The four panelists did a great job yesterday handling my barrage of questions in the Widget Strategies and Social Platforms session, Hooman Radfar (Clearspring Technologies, Inc.), Walker Fenton (NewsGator), Pam Webber (Widgetbox), Ben Pashman (Gigya) discussed widgets strategies. I asked each of them to suggest an image or icon that best represents their company (an idea to make the panel more memorable from Pam) and they each suggested the following:

  • Clearspring was like a cable, as they were a connector
  • Newsgator was like a kitchen where you come and create
  • Widgetbox was like a DIY Pottery store where you come in and make your own product
  • Gigya was like a like a spine, as they were the backbone or infrastructure
  • While there are many challenges to widgets (and every industry) the panelists did a great job refuting them, demonstrating their expertise in the area, and suggesting how to work around any bumps that we may see. If you want to refute the challenges, I certainly encourage you to leave comments on that post or leave a link demonstrating how you can overcome those. It’s all part of a healthy dialog.

    The challenge questions? on the difficulties of measurement, lack of brand control, the hurdles of distribution, and how to monetize the space. I also asked them to share how they help clients develop strategies, and to provide clarity around the most common misconceptions. Each of them shined in their own right.

    To hear what the rest of the panel said, Alex Nesbit did a great job live blogging the session. Beth Kanter (who did a great job presenting with passion yesterday) shares her notes from the session. And Peter Kaminski, CTO of SocialText writes on his wiki the high level notes. It makes sense if everyone updated the wiki, rather than having several blog posts it could centralize and make the effort more collaborative and efficient.

    8 Replies to “Widget Strategies Panel”

    1. I wonder if widgets will ever directly become part of a site’s revenue model. I mean, of course we can serve up ads in them, but then will that slow down their distribution? Unless you’re giving the widget host a cut, but again, how will you track that?

      My feeling is that widgets will be a loss leader for a company looking to expand its brand into the social space. Strategy: Create a utility widget (one that directly benefits the ‘host’) and then use that to draw traffic back to your primary site — just make sure the function of the widget is complimentary to your existing product.


    2. Wayne,

      The question is why do widgets need to become part of a site’s revenue ? The monetization of distributed content is the future of online advertising, not the other way around. Banner ads don’t work. People are not staying on one web site anymore. There are more ways to generate ad revenue than driving people back to your site.

      The web is truly going social, where users jump from site to site, including their own social networking pages, blogs, personalized home pages, etc.

      Brand need to market from the inside out, not from the outside in…


    3. Jeremiah,

      You did a great job moderating the panel. Your preparation made it the most informative of the day. I especially loved some of the visual aids that were used to represent the companies (the frog pottery was very nice).

      At some of the meetings I’ve been at, those of us using Macs have written collaborative notes during the meeting using SubEthaEdit. This application was designed for collaborative coding but works great during meetings since multiple people can edit the same document over wifi. Then just one document can be posted for everyone. It can be quite a bit of fun. I actually think Peter was using it at GSP but I could not join him to help.
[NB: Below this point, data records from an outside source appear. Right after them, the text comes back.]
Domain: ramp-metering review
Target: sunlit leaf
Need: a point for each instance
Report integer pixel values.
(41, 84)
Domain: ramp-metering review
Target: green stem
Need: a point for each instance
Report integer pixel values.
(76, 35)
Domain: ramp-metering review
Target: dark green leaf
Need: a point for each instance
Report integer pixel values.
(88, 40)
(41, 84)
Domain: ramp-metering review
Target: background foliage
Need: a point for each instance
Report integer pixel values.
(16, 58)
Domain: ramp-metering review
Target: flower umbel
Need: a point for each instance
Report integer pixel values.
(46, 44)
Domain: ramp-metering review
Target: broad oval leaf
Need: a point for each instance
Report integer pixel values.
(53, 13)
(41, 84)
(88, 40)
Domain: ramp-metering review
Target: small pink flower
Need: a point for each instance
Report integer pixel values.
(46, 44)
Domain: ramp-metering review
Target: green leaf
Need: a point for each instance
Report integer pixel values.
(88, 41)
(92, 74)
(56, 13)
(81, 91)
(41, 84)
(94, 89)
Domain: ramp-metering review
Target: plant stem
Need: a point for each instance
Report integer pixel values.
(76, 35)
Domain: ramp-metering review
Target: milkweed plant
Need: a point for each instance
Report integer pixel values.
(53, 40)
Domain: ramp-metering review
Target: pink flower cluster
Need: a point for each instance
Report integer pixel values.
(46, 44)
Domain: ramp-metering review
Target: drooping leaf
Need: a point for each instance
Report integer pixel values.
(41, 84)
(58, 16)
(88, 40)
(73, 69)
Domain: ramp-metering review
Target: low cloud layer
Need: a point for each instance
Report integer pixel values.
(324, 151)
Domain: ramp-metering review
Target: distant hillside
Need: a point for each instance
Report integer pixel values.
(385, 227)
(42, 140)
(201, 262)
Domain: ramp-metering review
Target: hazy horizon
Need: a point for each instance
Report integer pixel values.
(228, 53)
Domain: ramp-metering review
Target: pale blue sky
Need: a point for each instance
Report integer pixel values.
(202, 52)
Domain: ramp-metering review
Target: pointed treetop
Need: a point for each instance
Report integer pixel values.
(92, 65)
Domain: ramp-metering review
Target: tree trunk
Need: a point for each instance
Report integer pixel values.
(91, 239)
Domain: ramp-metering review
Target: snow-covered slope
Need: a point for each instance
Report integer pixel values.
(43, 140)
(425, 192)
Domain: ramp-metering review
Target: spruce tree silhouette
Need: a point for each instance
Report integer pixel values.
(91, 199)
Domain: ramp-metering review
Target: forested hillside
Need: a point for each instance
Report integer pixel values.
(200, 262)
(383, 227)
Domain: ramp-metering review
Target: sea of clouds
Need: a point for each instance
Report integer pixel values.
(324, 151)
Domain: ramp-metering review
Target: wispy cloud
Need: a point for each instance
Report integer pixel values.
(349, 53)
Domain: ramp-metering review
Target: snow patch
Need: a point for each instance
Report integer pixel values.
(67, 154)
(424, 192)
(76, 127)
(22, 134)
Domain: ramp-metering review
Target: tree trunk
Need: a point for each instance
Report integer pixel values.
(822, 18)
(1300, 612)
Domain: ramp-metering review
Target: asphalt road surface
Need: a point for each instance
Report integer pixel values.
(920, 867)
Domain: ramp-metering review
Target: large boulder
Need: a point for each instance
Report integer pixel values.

Maybe I’ll have to update my copy.


    4. @David,

      Great points!

      And just to clarify, I wasn’t saying that widgets should be a revenue generating tool. I was saying they should be used as a utility that ultimately ads value back to your business in other ways (not necessarily traffic either, I was just using that as an example). I’m a big believer in decentralized technology and allowing users to interact with your app regardless of what site/device they’re on – we’re definitely in the middle of something big here, will be interesting to see how it all turns out.


    5. I liked your technique of making the panelists use lateral thinking. That would be such a useful way to describe the different services to a decision-making team that may not be technical and help guide the right selection of tools.